Overview

As an integrator, you are tasked to expose the clients` data to Boxalino Data Structure. The following steps can be used as guidelines for a technical approach:

Transform your data source to Boxalino Data Structure Data Structure as a JSONL content
Load the transformed content to GCS Load Request
Load the content to BQ
Tell our system to compute your content Sync Request

In the upcoming sections, we will present sample cURL requests that, further on, can be translated into your own programming language of choice.

For clients who use their own Google Cloud Platform project for storage of the documents, the documented rules/naming patterns of the BigQuery resources must be used https://boxalino.atlassian.net/wiki/spaces/BPKB/pages/415432770/Load+Request#Using-private-GCP-resources-for-DI . In such scenarios, only the step #4 is of interest.

1. Transform your data source

The Boxalino Data Structure is publicly available in our git repository: https://github.com/boxalino/data-integration-doc-schema

You can use the repository to identify the data formats & data elements expected for each document.

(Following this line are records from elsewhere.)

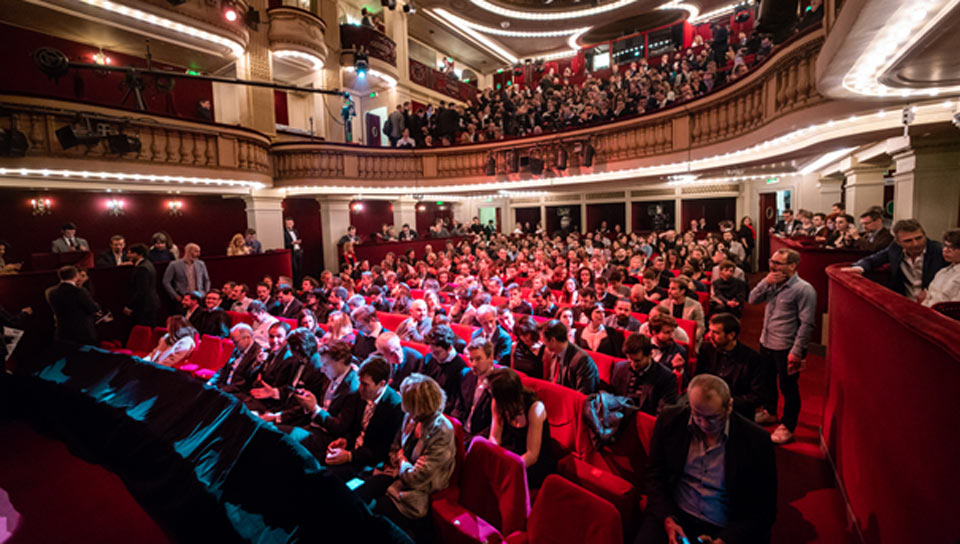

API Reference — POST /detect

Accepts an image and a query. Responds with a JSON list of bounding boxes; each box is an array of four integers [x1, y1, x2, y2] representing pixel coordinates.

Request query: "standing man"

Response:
[[387, 104, 404, 147], [852, 208, 894, 252], [46, 265, 100, 345], [162, 243, 210, 305], [749, 248, 816, 444], [51, 223, 89, 253], [844, 219, 946, 302], [283, 217, 303, 284], [95, 235, 129, 268], [123, 244, 160, 327]]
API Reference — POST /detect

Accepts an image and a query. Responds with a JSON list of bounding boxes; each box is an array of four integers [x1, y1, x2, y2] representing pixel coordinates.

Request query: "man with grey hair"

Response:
[[470, 303, 512, 366], [749, 248, 816, 445], [208, 323, 263, 394], [395, 299, 432, 342], [639, 373, 777, 544]]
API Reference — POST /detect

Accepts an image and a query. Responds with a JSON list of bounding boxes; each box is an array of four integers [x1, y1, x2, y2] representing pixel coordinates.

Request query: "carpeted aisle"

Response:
[[739, 276, 857, 544]]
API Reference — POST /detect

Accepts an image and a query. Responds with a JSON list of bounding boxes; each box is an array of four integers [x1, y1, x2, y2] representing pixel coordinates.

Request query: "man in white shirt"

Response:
[[51, 222, 89, 253], [922, 229, 960, 307]]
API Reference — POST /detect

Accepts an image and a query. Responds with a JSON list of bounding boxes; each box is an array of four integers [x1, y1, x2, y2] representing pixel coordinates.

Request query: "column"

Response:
[[394, 198, 417, 231], [239, 0, 276, 135], [892, 143, 960, 240], [384, 6, 410, 83], [624, 200, 633, 234], [817, 176, 843, 213], [318, 0, 343, 141], [842, 165, 886, 218], [318, 196, 353, 272], [580, 198, 587, 235], [243, 190, 285, 250]]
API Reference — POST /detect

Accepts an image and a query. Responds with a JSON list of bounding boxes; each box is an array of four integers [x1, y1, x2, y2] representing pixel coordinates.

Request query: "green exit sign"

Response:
[[766, 177, 780, 184], [436, 201, 444, 205]]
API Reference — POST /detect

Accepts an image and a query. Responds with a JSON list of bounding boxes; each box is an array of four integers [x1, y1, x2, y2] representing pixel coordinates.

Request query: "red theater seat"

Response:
[[218, 339, 235, 369], [226, 311, 254, 327], [432, 436, 531, 544], [101, 325, 153, 355], [377, 312, 407, 332], [432, 416, 466, 504], [590, 352, 622, 385], [450, 323, 477, 344], [401, 340, 431, 356], [932, 301, 960, 321], [178, 335, 222, 379], [504, 474, 623, 544]]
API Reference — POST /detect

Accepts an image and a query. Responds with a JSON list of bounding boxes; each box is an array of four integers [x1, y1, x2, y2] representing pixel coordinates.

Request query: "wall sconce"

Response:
[[167, 200, 183, 216], [351, 202, 364, 213], [417, 204, 426, 212], [31, 197, 53, 216], [107, 198, 125, 216]]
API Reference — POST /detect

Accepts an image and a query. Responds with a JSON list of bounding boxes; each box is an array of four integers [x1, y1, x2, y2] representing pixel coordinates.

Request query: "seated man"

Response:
[[452, 337, 500, 438], [604, 297, 643, 332], [541, 319, 599, 395], [246, 321, 294, 413], [854, 208, 894, 252], [247, 300, 278, 348], [506, 284, 533, 315], [207, 323, 263, 394], [648, 314, 688, 377], [375, 331, 423, 388], [608, 333, 678, 416], [709, 261, 748, 317], [658, 276, 705, 348], [531, 286, 559, 318], [696, 313, 764, 418], [922, 228, 960, 307], [471, 304, 512, 366], [352, 305, 388, 361], [259, 328, 330, 428], [844, 219, 947, 302], [325, 356, 405, 478], [195, 289, 231, 338], [595, 277, 619, 310], [395, 299, 432, 342], [287, 341, 362, 459], [573, 287, 598, 324], [638, 306, 690, 345], [639, 374, 776, 544], [275, 286, 305, 319], [420, 325, 467, 414]]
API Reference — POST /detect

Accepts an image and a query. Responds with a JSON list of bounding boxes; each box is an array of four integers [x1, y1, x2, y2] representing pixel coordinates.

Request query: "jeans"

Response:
[[760, 346, 801, 432]]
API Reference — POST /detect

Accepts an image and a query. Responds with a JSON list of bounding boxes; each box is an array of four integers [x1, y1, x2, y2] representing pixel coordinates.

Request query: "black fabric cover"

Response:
[[3, 338, 412, 544]]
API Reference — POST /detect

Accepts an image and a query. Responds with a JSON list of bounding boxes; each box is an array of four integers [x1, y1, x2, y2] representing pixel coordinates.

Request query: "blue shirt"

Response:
[[675, 418, 730, 527], [748, 273, 817, 357]]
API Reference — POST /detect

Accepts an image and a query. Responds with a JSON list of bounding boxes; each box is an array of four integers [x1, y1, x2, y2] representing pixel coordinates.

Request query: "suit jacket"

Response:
[[452, 367, 498, 436], [555, 343, 599, 394], [853, 239, 947, 296], [194, 308, 230, 338], [46, 282, 99, 345], [470, 326, 513, 366], [511, 341, 544, 379], [773, 219, 802, 236], [607, 360, 677, 416], [696, 341, 765, 417], [162, 258, 211, 301], [658, 297, 705, 344], [353, 328, 386, 361], [279, 352, 330, 426], [51, 236, 89, 253], [209, 343, 263, 392], [390, 346, 424, 389], [348, 385, 404, 468], [390, 413, 456, 519], [419, 353, 466, 415], [856, 228, 894, 253], [127, 259, 160, 323], [284, 228, 302, 253], [276, 297, 304, 319], [645, 405, 777, 543], [95, 249, 128, 268], [603, 314, 642, 332], [309, 369, 362, 439]]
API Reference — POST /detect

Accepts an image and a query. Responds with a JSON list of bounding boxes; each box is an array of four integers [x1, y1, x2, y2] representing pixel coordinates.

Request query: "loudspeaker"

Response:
[[529, 157, 544, 175], [581, 144, 594, 167], [107, 134, 142, 155], [0, 128, 27, 157]]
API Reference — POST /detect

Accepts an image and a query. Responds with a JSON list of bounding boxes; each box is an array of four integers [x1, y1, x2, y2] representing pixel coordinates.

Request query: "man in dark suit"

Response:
[[352, 305, 389, 360], [46, 265, 99, 345], [541, 319, 599, 394], [123, 244, 159, 327], [195, 289, 231, 338], [454, 337, 500, 437], [771, 210, 802, 236], [375, 331, 423, 389], [287, 341, 362, 458], [471, 304, 512, 366], [638, 374, 777, 544], [853, 208, 894, 252], [608, 333, 677, 417], [421, 325, 467, 415], [275, 286, 304, 319], [247, 321, 296, 412], [208, 323, 263, 394], [284, 217, 303, 283], [260, 328, 330, 428], [94, 235, 129, 268], [845, 218, 947, 301], [325, 356, 404, 477], [696, 313, 765, 418]]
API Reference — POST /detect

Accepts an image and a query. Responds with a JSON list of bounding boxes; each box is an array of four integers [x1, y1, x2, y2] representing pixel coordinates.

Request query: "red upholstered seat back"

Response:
[[591, 352, 622, 385], [126, 325, 153, 353], [191, 335, 222, 370], [677, 317, 697, 355], [376, 312, 407, 332], [696, 291, 710, 315], [518, 376, 588, 457], [449, 324, 476, 344], [459, 436, 531, 536], [218, 339, 235, 368], [490, 296, 508, 307], [526, 475, 622, 544], [226, 311, 254, 327], [581, 410, 657, 490], [150, 327, 167, 350], [401, 340, 430, 356], [932, 301, 960, 321]]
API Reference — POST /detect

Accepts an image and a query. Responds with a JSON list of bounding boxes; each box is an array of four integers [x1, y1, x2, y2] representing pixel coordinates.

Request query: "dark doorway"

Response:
[[546, 205, 581, 236], [759, 192, 778, 270], [586, 203, 626, 233], [632, 200, 675, 232], [515, 207, 542, 233]]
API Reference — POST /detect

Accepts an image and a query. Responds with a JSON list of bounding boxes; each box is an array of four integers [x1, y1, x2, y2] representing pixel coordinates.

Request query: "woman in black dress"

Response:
[[487, 368, 556, 488]]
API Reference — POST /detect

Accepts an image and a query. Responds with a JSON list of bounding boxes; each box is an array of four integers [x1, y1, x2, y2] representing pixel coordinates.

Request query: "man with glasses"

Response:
[[852, 208, 893, 252], [749, 248, 816, 444], [843, 219, 947, 302], [921, 229, 960, 307]]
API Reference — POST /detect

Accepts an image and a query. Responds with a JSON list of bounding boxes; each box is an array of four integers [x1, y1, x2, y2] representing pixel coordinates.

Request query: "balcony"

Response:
[[340, 24, 396, 67], [268, 6, 328, 75], [408, 59, 478, 104]]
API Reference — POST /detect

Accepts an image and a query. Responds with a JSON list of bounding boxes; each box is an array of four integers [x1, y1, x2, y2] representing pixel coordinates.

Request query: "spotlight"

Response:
[[403, 1, 416, 13], [952, 111, 960, 130], [485, 154, 496, 176], [380, 0, 396, 9], [107, 134, 142, 155], [244, 8, 260, 29], [354, 48, 369, 75], [529, 155, 544, 176], [55, 124, 100, 150], [0, 128, 28, 157], [223, 2, 239, 22]]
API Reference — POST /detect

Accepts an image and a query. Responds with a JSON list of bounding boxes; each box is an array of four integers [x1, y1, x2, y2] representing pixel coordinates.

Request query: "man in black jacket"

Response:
[[208, 323, 263, 394], [325, 356, 404, 478], [123, 243, 160, 326], [453, 337, 500, 437], [639, 374, 777, 544], [283, 217, 303, 283], [696, 313, 764, 418], [352, 305, 389, 361], [46, 265, 99, 345], [260, 328, 330, 428], [195, 290, 231, 338], [541, 319, 599, 394], [420, 325, 467, 415], [608, 333, 677, 416]]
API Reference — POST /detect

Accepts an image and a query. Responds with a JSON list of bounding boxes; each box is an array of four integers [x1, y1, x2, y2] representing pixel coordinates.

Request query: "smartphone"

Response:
[[679, 537, 692, 544], [345, 477, 365, 491]]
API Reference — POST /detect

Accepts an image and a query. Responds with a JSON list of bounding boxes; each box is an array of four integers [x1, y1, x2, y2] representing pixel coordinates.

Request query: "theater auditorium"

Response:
[[1, 0, 958, 541]]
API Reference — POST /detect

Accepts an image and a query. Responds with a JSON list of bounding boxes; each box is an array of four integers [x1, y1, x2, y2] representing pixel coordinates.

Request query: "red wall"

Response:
[[282, 197, 323, 275], [514, 207, 541, 230], [680, 197, 736, 231], [586, 203, 626, 233], [0, 189, 247, 268], [349, 200, 393, 241], [0, 23, 214, 122], [415, 202, 453, 234]]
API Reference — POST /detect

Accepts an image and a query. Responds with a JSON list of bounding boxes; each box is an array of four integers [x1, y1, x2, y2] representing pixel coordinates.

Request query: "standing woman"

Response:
[[488, 368, 556, 488]]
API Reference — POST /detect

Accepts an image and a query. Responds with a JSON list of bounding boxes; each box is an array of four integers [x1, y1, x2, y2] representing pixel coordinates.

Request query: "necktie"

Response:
[[67, 238, 74, 249], [465, 381, 485, 434], [355, 400, 376, 448]]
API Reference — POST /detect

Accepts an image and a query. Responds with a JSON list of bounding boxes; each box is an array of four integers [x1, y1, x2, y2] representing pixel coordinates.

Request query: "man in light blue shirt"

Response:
[[748, 248, 816, 445]]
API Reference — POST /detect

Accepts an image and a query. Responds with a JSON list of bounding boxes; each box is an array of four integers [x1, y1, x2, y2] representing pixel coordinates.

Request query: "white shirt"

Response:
[[901, 249, 926, 301], [287, 230, 301, 251], [922, 263, 960, 307]]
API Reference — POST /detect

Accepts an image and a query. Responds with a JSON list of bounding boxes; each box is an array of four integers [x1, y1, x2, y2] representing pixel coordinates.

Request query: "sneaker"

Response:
[[771, 425, 794, 444], [754, 409, 778, 425]]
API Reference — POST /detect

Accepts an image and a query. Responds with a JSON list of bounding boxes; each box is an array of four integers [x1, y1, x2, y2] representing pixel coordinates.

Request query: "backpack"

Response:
[[383, 117, 393, 136]]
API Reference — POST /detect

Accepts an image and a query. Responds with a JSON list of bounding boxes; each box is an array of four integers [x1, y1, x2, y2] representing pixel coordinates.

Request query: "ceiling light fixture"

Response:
[[343, 65, 397, 87], [0, 167, 265, 189], [467, 0, 637, 20]]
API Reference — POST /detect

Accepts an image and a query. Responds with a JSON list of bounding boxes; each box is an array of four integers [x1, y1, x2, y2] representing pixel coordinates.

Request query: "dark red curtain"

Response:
[[680, 197, 736, 231], [586, 203, 626, 233], [273, 91, 289, 126], [514, 207, 541, 231], [415, 202, 453, 234], [349, 200, 393, 241]]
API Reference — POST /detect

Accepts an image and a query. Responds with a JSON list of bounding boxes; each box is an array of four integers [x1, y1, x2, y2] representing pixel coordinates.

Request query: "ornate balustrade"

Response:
[[408, 59, 479, 104], [339, 24, 396, 66]]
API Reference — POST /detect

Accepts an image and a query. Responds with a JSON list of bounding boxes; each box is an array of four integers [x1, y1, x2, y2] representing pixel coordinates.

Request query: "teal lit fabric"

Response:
[[3, 341, 412, 544]]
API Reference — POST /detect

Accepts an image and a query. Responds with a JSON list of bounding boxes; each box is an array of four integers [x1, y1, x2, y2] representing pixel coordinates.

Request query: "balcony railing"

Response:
[[408, 59, 478, 103], [339, 24, 396, 67]]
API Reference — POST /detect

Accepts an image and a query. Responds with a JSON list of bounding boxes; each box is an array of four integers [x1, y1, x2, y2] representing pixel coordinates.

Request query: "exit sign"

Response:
[[765, 177, 780, 184]]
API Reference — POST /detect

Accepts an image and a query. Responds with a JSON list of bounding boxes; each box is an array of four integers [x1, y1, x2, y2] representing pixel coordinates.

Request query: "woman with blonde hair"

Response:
[[321, 310, 355, 345], [227, 233, 250, 256], [144, 315, 197, 367]]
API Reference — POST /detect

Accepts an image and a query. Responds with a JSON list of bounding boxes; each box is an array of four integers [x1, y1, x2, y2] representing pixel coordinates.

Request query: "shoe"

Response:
[[754, 409, 778, 425], [771, 425, 794, 444]]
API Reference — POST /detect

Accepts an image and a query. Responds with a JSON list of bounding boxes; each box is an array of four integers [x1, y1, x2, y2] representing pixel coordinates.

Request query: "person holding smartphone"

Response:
[[748, 248, 816, 445]]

You can test that your JSONL is valid by doing a test load in your own GCP project https://github.com/boxalino/data-integration-doc-schema#are-you-an-integrator
You can test that your JSONL is valid by doing a test with the generator https://github.com/boxalino/data-integration-doc-schema/blob/master/schema/generator.html

For certain headless CMS, Boxalino has designed a Transformer service Transformer

2. Loading content to GCS and BigQuery

There are 2 available flows, based on the size of your data:

The content is exported as the body of your POST request
The content is exported with the help of a public GCS Signed URL (https://cloud.google.com/storage/docs/access-control/signed-urls )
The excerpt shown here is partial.